I’ve decided to use GE2E-XS loss, extension of GE2E loss, used in turn-to-diarize, which is mostly my inspiration. For this loss calculation I’d need batches of data in shape [n speakers x m utterances]. I think such random choice for batching is simple task when we operate on list of the files and I’ve found PyTorch implementation of such dataset and dataloader.
My problem is with the usage of tf.data.Dataset
, which I build from TFRecords, because otherwise my training is input-bounded by network HDD drive with indexing issues (slow on many small files). I’d like to get different pairs with different utterances in each epoch.
Each of my tf.train.Example
has such structure: {spectrogram, speaker_id, misc…}. Notice that each speaker has different amount of samples.
My idea was to:
- Load dataset from TFRecords and parse it;
- Shuffle it each epoch (to get different order of utterances every epoch);
- Filter the dataset in such way that produces dataset for each of the speakers Dataset = {dataset_speaker_0, dataset_speaker_1, …, dataset_speaker_k}. List of speakers is know and is loaded from CSV with sources that I use to build TFRecords;
- Shuffle the list of these speaker datasets (so I get different order and combinations of speakers in each epoch);
- Batch by somehow selected n speakers and iter through their dataset with m utterances as long as there is enough data left (Any unused data would come from speakers with less than m utterances left or the case where there is no n speakers left to select).

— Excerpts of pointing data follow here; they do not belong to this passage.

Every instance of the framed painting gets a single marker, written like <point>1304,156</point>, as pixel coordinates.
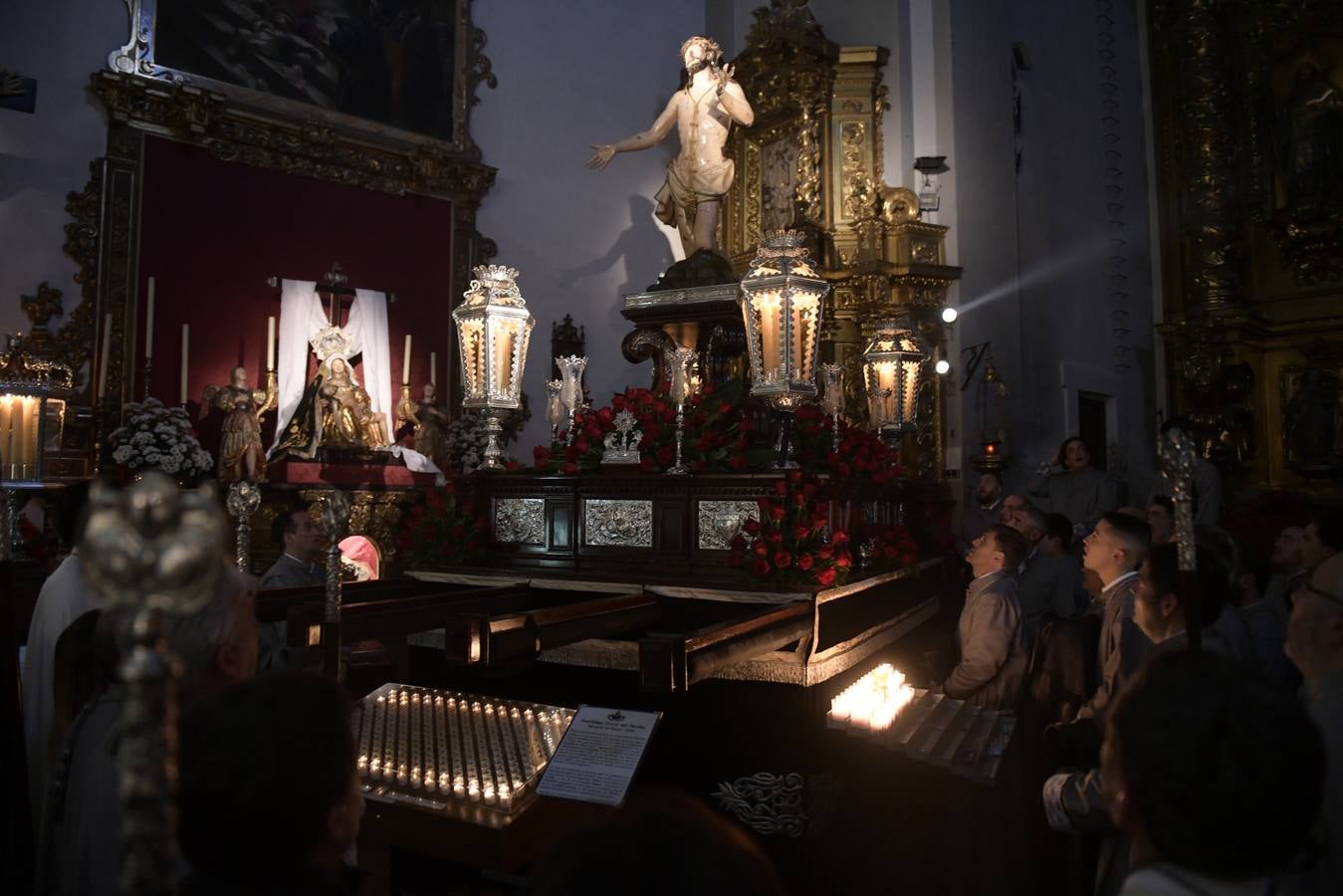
<point>388,66</point>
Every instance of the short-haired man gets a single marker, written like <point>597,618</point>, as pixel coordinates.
<point>1315,645</point>
<point>270,798</point>
<point>1185,727</point>
<point>1113,551</point>
<point>1074,799</point>
<point>1161,516</point>
<point>992,660</point>
<point>1014,503</point>
<point>1047,585</point>
<point>1323,538</point>
<point>81,835</point>
<point>1288,565</point>
<point>300,543</point>
<point>985,511</point>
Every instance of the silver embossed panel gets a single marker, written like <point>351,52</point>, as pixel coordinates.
<point>520,520</point>
<point>608,523</point>
<point>720,520</point>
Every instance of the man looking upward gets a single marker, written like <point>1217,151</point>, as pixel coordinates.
<point>697,180</point>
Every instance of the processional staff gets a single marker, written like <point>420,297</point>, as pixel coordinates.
<point>152,551</point>
<point>335,518</point>
<point>1178,458</point>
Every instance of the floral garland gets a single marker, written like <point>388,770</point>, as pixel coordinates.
<point>439,530</point>
<point>788,545</point>
<point>154,437</point>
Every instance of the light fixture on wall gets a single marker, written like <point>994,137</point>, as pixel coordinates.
<point>928,168</point>
<point>892,365</point>
<point>782,307</point>
<point>493,328</point>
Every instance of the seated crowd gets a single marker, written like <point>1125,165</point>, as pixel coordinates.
<point>1192,772</point>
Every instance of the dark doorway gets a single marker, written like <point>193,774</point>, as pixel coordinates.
<point>1091,425</point>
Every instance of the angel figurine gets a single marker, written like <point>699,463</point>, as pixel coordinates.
<point>241,453</point>
<point>430,425</point>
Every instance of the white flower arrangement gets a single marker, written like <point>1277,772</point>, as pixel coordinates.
<point>466,438</point>
<point>154,437</point>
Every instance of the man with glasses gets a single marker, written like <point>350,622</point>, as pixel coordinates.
<point>1315,645</point>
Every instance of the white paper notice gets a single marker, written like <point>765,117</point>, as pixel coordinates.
<point>597,757</point>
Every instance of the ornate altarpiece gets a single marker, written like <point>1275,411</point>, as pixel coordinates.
<point>233,123</point>
<point>812,160</point>
<point>1249,135</point>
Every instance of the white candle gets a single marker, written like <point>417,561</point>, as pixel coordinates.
<point>149,322</point>
<point>103,360</point>
<point>185,344</point>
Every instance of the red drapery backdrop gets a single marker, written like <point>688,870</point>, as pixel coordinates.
<point>214,231</point>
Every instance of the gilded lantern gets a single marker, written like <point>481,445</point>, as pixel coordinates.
<point>892,364</point>
<point>782,301</point>
<point>493,328</point>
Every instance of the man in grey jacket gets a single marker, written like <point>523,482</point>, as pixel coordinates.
<point>1113,551</point>
<point>992,660</point>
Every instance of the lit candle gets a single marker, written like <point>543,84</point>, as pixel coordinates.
<point>107,352</point>
<point>19,435</point>
<point>6,435</point>
<point>149,322</point>
<point>185,344</point>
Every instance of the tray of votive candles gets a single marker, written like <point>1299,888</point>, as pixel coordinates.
<point>472,757</point>
<point>928,727</point>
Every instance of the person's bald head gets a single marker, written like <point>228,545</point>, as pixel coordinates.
<point>1315,627</point>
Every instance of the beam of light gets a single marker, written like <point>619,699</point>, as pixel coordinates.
<point>1081,254</point>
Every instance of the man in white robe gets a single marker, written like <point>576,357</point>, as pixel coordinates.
<point>65,596</point>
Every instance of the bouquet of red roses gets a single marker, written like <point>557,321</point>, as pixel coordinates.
<point>439,530</point>
<point>713,437</point>
<point>788,545</point>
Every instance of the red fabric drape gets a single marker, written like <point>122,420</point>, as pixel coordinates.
<point>212,231</point>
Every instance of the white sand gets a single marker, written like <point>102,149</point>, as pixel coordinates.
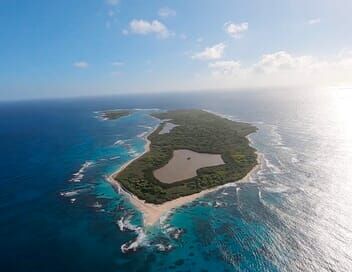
<point>153,212</point>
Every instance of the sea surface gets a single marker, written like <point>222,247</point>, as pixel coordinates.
<point>58,213</point>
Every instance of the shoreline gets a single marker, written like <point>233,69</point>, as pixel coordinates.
<point>152,213</point>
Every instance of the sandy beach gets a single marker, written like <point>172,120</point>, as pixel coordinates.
<point>153,212</point>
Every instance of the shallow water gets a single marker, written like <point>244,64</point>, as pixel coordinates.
<point>57,212</point>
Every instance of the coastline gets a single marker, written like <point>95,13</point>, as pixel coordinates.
<point>153,212</point>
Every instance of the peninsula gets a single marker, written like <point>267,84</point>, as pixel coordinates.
<point>115,114</point>
<point>190,153</point>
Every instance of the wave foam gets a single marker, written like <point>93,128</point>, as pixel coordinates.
<point>78,176</point>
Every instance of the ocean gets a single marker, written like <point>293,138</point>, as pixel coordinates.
<point>58,213</point>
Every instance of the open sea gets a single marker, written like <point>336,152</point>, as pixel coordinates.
<point>58,213</point>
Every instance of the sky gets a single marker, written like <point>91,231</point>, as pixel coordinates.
<point>95,47</point>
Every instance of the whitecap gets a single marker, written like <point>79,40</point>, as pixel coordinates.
<point>133,245</point>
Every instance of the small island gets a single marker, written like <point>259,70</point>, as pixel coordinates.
<point>115,114</point>
<point>197,152</point>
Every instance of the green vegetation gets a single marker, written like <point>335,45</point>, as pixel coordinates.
<point>199,131</point>
<point>115,114</point>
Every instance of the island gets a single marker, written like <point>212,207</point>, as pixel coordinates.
<point>115,114</point>
<point>189,154</point>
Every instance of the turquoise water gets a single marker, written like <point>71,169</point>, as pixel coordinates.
<point>57,212</point>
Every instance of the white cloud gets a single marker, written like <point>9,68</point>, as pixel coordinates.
<point>112,2</point>
<point>236,30</point>
<point>80,64</point>
<point>166,12</point>
<point>225,67</point>
<point>211,53</point>
<point>282,61</point>
<point>314,21</point>
<point>282,69</point>
<point>117,63</point>
<point>143,27</point>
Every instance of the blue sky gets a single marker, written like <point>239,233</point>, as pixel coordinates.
<point>95,47</point>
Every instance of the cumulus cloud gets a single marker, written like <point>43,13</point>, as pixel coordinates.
<point>166,12</point>
<point>236,30</point>
<point>143,27</point>
<point>211,53</point>
<point>283,69</point>
<point>225,67</point>
<point>80,64</point>
<point>314,21</point>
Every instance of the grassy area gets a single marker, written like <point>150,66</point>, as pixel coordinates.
<point>199,131</point>
<point>115,114</point>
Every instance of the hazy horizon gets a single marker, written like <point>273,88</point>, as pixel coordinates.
<point>108,47</point>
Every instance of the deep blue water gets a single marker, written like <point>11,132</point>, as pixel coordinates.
<point>294,215</point>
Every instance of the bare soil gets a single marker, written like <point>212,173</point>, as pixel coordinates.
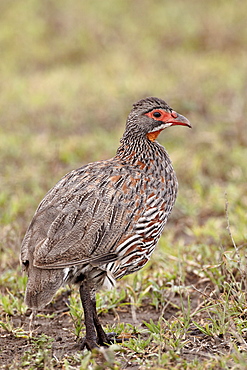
<point>60,327</point>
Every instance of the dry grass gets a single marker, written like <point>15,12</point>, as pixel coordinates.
<point>69,74</point>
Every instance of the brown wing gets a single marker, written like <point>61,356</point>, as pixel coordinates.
<point>82,218</point>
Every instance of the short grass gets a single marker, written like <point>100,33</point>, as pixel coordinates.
<point>69,74</point>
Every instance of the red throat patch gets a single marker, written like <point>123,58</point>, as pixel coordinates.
<point>153,135</point>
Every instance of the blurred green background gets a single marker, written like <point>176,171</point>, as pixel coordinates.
<point>70,71</point>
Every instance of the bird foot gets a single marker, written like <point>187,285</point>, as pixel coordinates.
<point>109,338</point>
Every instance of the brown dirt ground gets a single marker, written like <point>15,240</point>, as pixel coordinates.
<point>60,327</point>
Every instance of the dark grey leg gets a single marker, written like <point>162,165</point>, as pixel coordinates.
<point>90,341</point>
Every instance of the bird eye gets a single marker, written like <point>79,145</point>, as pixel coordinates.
<point>157,114</point>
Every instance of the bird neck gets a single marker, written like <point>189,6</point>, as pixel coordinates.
<point>140,151</point>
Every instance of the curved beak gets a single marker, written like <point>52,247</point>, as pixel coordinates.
<point>177,119</point>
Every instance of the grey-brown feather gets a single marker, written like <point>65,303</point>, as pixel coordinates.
<point>103,219</point>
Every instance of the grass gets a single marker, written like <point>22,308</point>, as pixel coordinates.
<point>69,75</point>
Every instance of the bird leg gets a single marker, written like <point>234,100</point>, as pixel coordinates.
<point>103,339</point>
<point>90,341</point>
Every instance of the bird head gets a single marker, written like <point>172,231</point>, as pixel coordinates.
<point>150,116</point>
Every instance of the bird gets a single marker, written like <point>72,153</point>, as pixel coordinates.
<point>103,220</point>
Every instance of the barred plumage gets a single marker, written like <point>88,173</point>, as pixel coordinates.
<point>103,220</point>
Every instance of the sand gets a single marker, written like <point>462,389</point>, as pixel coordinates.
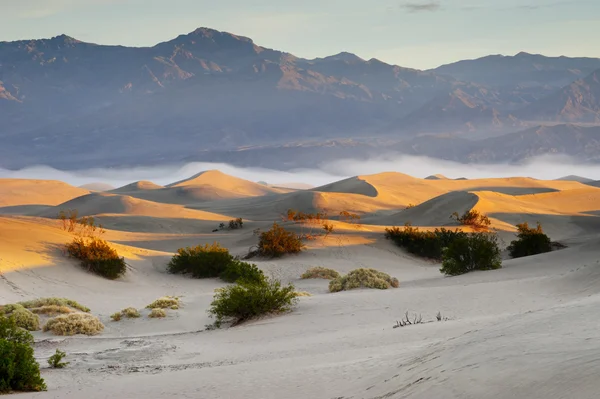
<point>524,331</point>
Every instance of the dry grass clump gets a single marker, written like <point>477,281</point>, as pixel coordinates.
<point>74,323</point>
<point>130,313</point>
<point>38,303</point>
<point>52,310</point>
<point>302,293</point>
<point>320,272</point>
<point>23,317</point>
<point>363,278</point>
<point>164,302</point>
<point>157,313</point>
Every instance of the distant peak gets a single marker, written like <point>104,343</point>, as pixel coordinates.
<point>65,39</point>
<point>212,33</point>
<point>345,56</point>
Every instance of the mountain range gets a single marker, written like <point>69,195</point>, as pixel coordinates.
<point>216,96</point>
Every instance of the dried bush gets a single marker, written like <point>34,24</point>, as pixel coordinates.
<point>472,218</point>
<point>236,224</point>
<point>55,361</point>
<point>98,257</point>
<point>23,317</point>
<point>130,313</point>
<point>328,227</point>
<point>74,323</point>
<point>246,300</point>
<point>278,241</point>
<point>320,272</point>
<point>19,370</point>
<point>477,251</point>
<point>157,313</point>
<point>164,303</point>
<point>52,310</point>
<point>202,261</point>
<point>238,270</point>
<point>530,241</point>
<point>363,278</point>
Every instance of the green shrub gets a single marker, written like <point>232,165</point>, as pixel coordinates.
<point>472,218</point>
<point>55,361</point>
<point>427,244</point>
<point>74,323</point>
<point>320,272</point>
<point>202,261</point>
<point>24,318</point>
<point>278,241</point>
<point>19,370</point>
<point>530,241</point>
<point>238,270</point>
<point>363,278</point>
<point>41,302</point>
<point>477,251</point>
<point>130,313</point>
<point>246,300</point>
<point>98,257</point>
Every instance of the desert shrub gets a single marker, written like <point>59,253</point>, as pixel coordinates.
<point>157,313</point>
<point>41,302</point>
<point>52,310</point>
<point>472,218</point>
<point>246,300</point>
<point>130,313</point>
<point>55,361</point>
<point>530,241</point>
<point>238,270</point>
<point>164,303</point>
<point>278,241</point>
<point>24,318</point>
<point>477,251</point>
<point>116,316</point>
<point>236,223</point>
<point>19,370</point>
<point>320,272</point>
<point>202,261</point>
<point>302,294</point>
<point>328,227</point>
<point>427,244</point>
<point>74,323</point>
<point>363,278</point>
<point>98,257</point>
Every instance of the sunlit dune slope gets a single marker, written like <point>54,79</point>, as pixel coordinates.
<point>105,204</point>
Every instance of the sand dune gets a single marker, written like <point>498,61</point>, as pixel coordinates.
<point>18,192</point>
<point>495,343</point>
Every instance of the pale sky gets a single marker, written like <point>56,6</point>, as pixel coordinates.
<point>418,34</point>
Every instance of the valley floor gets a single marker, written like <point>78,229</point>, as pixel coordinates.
<point>528,330</point>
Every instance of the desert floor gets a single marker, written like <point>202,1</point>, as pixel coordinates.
<point>529,330</point>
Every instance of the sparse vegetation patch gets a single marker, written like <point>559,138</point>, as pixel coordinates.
<point>530,241</point>
<point>19,370</point>
<point>164,302</point>
<point>97,256</point>
<point>277,242</point>
<point>363,278</point>
<point>246,300</point>
<point>320,272</point>
<point>73,324</point>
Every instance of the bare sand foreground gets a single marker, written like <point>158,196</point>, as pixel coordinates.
<point>529,330</point>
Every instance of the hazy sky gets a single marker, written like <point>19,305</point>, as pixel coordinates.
<point>419,34</point>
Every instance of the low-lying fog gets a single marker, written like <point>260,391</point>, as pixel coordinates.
<point>545,167</point>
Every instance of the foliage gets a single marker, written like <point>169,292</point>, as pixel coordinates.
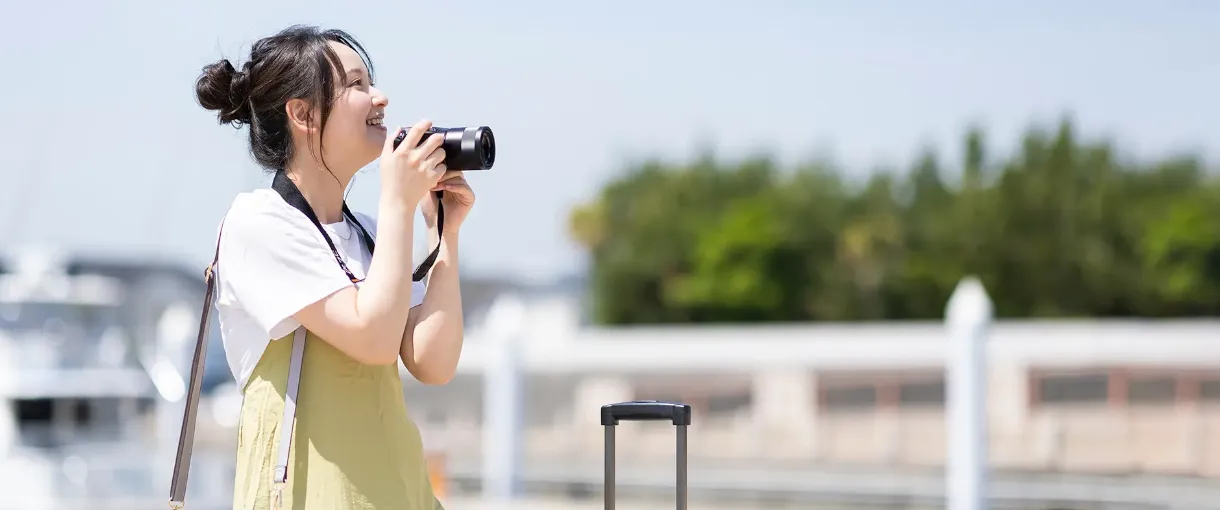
<point>1063,227</point>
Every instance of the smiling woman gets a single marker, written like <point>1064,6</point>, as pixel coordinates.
<point>312,322</point>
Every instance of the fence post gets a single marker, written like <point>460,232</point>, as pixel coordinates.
<point>968,320</point>
<point>503,404</point>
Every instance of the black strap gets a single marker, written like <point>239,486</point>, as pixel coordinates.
<point>293,195</point>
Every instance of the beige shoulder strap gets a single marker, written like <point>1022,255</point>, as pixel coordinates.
<point>187,437</point>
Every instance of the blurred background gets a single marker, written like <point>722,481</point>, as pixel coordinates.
<point>758,209</point>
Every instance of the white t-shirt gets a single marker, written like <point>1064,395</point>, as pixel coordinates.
<point>272,264</point>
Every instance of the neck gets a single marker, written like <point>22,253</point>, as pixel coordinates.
<point>322,190</point>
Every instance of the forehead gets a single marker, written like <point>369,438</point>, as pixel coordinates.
<point>350,60</point>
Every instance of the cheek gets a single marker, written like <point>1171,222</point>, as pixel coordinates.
<point>343,127</point>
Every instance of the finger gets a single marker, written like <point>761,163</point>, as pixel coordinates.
<point>414,134</point>
<point>460,189</point>
<point>432,143</point>
<point>449,181</point>
<point>389,142</point>
<point>434,159</point>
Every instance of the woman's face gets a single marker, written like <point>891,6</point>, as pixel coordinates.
<point>354,134</point>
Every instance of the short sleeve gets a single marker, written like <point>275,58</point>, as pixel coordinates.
<point>273,265</point>
<point>417,288</point>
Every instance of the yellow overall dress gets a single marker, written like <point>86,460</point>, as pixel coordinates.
<point>354,445</point>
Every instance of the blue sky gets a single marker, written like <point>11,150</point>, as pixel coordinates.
<point>104,149</point>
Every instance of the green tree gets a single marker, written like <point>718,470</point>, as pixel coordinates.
<point>1063,227</point>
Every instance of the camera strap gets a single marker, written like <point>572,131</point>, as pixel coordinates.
<point>293,195</point>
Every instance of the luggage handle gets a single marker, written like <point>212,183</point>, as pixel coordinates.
<point>645,410</point>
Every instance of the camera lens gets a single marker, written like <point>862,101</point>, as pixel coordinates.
<point>487,148</point>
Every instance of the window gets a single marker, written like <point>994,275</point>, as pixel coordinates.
<point>1209,391</point>
<point>921,394</point>
<point>849,397</point>
<point>1080,388</point>
<point>1152,391</point>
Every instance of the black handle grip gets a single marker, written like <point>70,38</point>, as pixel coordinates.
<point>645,410</point>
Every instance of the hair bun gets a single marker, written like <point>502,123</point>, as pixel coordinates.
<point>226,90</point>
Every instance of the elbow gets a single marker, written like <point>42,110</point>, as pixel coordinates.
<point>377,350</point>
<point>434,377</point>
<point>432,366</point>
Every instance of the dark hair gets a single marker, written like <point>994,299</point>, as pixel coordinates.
<point>295,64</point>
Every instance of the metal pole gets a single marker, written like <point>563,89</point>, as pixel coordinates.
<point>503,403</point>
<point>682,467</point>
<point>968,317</point>
<point>608,492</point>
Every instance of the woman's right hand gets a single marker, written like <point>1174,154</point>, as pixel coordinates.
<point>410,171</point>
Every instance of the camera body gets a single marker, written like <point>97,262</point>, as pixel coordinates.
<point>466,148</point>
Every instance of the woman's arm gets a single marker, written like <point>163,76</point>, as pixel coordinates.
<point>433,336</point>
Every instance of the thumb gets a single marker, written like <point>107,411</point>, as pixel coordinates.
<point>389,142</point>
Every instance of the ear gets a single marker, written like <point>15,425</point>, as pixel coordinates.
<point>300,114</point>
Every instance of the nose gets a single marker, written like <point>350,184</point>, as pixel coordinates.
<point>380,98</point>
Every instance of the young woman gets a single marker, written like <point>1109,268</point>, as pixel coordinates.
<point>317,303</point>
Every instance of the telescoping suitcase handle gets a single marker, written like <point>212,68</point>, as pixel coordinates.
<point>647,410</point>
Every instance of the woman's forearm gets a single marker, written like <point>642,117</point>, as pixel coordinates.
<point>432,339</point>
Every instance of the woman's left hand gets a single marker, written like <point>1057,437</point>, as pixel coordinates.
<point>458,200</point>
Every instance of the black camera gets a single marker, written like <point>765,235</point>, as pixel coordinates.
<point>465,148</point>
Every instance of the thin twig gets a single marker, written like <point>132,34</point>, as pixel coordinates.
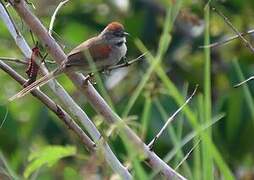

I’m not the expert in tf.data
datasets by any means and previously I worked mostly with cases where each sample was independent. I’m a bit worried about complexity of such operations (how fast filtering the dataset into individual datsets for each speaker can go? Maybe I should directly prepare tfrecords for each speaker?). I have also no idea how to solve the step #5. I’ve seen choose_from_datasets
method, but I’m still not sure how to use it in this scenario.
I’d appreciate your feedback on those two topics (memory+time complexity of filtering one big dataset + batching).